Tutta la puntata, comunque, è solo l’avvio della discesa verso il finale di stagione. Tutte le trame restano, per il momento, aperte: la sorte di Ressler, quella dei dottori Krilov e Orchard, con eventuali rivelazioni che i due medici potrebbero fornire, utili magari per sbrogliare l’intricata matassa. Sarebbe deludente lasciare cadere così, semplicemente, tutto un mondo di rimandi a quanto accaduto un paio di anni fa, all’alba dell’episodio doppio Luther Braxton.
Deve compiersi soprattutto la trama principale, ovvero il duello Red – Kaplan.
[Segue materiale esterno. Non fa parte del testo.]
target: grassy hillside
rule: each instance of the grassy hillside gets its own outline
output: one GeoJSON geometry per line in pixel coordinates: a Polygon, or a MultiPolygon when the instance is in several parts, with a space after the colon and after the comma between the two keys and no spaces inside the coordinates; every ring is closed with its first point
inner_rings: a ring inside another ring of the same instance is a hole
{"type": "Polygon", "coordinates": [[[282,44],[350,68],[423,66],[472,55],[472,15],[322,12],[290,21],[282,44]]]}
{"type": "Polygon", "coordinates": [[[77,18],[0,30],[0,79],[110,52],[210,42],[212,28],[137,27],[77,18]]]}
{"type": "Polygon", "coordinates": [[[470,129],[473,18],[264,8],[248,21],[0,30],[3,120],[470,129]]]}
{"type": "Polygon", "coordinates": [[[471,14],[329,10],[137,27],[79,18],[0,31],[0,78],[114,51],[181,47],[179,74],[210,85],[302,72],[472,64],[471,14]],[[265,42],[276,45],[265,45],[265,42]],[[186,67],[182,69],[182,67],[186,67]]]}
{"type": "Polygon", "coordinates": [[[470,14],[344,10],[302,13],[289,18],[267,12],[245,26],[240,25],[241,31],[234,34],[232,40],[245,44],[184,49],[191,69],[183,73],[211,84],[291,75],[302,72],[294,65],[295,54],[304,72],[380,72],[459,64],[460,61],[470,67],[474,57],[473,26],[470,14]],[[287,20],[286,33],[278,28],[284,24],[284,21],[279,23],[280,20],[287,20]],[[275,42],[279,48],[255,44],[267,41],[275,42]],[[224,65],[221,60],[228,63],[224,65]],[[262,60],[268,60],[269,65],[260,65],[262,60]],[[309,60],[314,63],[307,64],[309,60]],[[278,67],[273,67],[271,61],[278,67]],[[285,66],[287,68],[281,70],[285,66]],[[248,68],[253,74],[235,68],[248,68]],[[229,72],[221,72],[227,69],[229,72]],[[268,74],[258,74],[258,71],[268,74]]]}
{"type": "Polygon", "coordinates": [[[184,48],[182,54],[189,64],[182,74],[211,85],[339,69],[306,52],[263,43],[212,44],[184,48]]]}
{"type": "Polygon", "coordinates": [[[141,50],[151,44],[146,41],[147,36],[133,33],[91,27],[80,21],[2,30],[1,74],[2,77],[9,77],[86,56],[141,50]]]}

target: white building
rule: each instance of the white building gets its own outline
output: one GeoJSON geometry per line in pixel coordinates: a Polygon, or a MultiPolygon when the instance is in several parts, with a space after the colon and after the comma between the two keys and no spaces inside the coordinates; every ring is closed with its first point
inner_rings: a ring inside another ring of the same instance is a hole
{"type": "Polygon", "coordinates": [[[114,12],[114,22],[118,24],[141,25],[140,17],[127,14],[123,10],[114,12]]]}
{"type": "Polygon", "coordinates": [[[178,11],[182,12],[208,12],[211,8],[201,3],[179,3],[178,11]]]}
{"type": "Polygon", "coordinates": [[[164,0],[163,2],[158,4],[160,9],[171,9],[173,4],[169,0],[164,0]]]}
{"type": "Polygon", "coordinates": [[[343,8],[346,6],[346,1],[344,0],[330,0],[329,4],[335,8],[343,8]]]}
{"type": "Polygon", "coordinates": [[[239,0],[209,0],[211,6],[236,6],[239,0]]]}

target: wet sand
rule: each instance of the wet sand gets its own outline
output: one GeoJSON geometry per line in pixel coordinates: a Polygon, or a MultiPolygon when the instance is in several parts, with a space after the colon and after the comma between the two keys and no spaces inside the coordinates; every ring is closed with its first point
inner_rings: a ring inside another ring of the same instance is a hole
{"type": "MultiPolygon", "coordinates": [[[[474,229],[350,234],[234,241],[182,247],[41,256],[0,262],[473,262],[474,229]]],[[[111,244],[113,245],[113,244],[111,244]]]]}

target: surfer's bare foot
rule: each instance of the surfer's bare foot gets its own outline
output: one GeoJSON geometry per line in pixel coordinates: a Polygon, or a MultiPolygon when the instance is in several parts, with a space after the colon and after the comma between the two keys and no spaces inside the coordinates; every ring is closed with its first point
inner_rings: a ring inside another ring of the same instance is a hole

Su quest’ultimo fronte, il duello si sposta in Europa. La storia lascia l’amaro in bocca e un grande interrogativo: chi pulirà la scena del delitto e farà sparire il cadavere di Werner, questa volta?  
Casomai ancora non bastasse, provoca ancora più amarezza vedere la task force sotto attacco di un nemico pronto a tutto, a fare terra bruciata senza fermarsi davanti a nulla, pur di raggiungere i suoi scopi. Dopo quella tra Capitan America e Iron Man, un’altra, devastante Civil War è ufficialmente scoppiata.

THUMBS UP THUMBS DOWN
  • Lizzie “definitely not pink or perfect
  • Pregevoli momenti Lizvabi
  • Ressler protagonista
  • Siamo ufficialmente alla guerra senza esclusione di colpi
  • Complicato tenere le fila di tutti i rimandi al passato
  • A Red non piace Mozart: forse perché il Don Giovanni parla di un “farfallone amoroso”, ucciso dallo spirito del padre di una delle molte fanciulle da lui sedotte
  • Se la pista Bogdan Krilov – Selma Orchard finisse qui, la delusione potrebbe essere mitigata solo da una qualche “verità”, meglio se solidamente provata, presente nei documenti SCI-7
I tempi non sono ancora maturi per emettere un giudizio definitivo su quanto l’assenza di Tom sia o meno giovevole all’economia generale dello show. In sospeso anche il giudizio sui risultati della massiccia operazione di restauri che tutta la narrazione sta subendo. Di certo il riprendere tutti i fili lasciati in sospeso da anni non ammicca al conquistare nuovi spettatori. Mancano tre puntate alla fine della stagione, del futuro della serie non v’é certezza, ma i bookmakers propendono per il rinnovo. Gli affezionati, intanto, seguono con partecipazione le vicende dei personaggi che hanno imparato ad amare, senza riuscire a schierarsi definitivamente da una parte o dall’altra.